In the early ’80s, he helped form a Michigan chapter of the New Jewish Agenda, the first Jewish-American group to advocate Palestinian statehood. The organization opposed Israel’s invasion of Lebanon, an operation overseen by Ariel Sharon, who was then the nation’s defense minister and who is now its prime minister.

He sees Sharon’s conservative Likud government and the radical Islamicists as twisted bedfellows.

“In a strange sort of way, I think that the Likud right wing and Hamas and Islamic Jihad are supportive of each other,” Fishman says. “They act in ways that perpetuate the hostility and violence and bloodshed.”
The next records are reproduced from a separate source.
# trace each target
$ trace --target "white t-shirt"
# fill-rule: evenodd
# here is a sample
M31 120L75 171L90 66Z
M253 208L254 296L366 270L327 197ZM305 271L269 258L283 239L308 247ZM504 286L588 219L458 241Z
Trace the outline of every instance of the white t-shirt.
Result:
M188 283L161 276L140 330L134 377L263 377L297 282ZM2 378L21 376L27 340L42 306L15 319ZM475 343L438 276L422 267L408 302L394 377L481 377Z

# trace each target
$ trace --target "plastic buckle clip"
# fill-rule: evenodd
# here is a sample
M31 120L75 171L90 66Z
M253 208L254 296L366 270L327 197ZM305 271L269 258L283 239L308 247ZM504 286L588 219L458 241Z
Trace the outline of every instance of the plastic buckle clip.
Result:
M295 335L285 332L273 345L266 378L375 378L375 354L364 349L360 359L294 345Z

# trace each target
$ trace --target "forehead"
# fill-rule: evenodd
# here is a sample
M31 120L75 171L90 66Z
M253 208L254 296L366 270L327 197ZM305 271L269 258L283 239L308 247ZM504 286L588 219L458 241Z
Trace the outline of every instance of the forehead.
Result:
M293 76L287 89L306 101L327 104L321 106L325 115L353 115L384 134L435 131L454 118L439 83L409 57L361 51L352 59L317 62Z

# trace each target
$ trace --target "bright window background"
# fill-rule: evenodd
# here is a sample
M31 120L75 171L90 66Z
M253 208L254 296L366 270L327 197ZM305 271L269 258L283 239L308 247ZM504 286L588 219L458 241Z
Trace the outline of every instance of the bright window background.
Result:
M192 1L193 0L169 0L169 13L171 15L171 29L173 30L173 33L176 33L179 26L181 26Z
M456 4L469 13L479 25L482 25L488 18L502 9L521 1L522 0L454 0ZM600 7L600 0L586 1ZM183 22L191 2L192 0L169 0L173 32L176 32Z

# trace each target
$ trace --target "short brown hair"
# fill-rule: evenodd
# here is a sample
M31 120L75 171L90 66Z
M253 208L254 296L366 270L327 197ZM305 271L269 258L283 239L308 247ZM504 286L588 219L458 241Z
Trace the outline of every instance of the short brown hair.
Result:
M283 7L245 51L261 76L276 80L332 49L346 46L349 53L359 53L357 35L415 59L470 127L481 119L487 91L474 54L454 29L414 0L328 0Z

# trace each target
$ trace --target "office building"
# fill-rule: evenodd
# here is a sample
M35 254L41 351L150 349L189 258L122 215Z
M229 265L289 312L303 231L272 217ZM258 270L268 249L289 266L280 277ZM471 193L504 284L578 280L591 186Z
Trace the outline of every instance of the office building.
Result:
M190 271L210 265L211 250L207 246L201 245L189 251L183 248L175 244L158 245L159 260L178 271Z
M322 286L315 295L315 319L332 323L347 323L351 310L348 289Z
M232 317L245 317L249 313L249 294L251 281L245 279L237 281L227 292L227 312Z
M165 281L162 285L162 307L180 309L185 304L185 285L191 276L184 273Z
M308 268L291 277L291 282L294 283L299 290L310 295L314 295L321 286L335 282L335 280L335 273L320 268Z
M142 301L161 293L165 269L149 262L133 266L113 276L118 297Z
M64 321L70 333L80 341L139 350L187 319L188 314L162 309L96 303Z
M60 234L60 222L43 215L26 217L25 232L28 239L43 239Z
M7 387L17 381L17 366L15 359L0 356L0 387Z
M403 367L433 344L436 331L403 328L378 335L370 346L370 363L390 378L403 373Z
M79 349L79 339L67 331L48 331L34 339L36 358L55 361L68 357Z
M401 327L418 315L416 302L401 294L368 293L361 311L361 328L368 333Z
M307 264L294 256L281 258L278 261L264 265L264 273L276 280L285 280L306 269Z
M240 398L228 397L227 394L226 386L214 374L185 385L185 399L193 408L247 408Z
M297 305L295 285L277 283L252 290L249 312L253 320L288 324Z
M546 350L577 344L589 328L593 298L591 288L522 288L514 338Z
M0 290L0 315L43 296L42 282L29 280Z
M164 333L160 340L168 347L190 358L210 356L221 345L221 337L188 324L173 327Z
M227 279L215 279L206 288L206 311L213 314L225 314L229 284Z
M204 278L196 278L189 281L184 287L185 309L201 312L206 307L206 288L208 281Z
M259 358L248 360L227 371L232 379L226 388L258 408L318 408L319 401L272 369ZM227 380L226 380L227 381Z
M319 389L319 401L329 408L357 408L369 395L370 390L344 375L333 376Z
A Palestinian state might not bring an immediate end to the terror afflicting Israel, he concedes, because there are too many who are bent on Israel’s destruction.

“To call for Israel’s destruction flies in the face of reality,” he says.

But he believes a Palestinian state would mollify many Arabs and reduce the pool from which the killers recruit their “martyrs.”

“The total humiliation of the Palestinian people in everyday life is something no self-respecting people can take,” he says. “At the same time, the movement for Palestine would be much further ahead if they had adopted nonviolence as their tactic.”

He laments that peace movements are much larger and more vocal in Europe and Japan than in the United States. And until Americans perceive they are paying a price for their nation’s foreign policy, he knows he and his fellow peaceniks will remain a small contingent.

He sees hope from an unlikely quarter.

“As people begin to see that this economic corruption is more than skin-deep, it might present an opportunity for the peace movement. The corruption is systemic, and that corruption includes foreign policy, which is basically corporate policy — or essentially the corporate interests at a particular time and place.

“The U.S. has no permanent friends and no permanent enemies. Only permanent interests.”

Al Fishman understands that given the current mood of the country and the cheerleading of the mainstream media, people might believe he is naive or quixotic. He smiles and sighs.

“I always figure that if we weren’t doing something, things could be a lot worse.”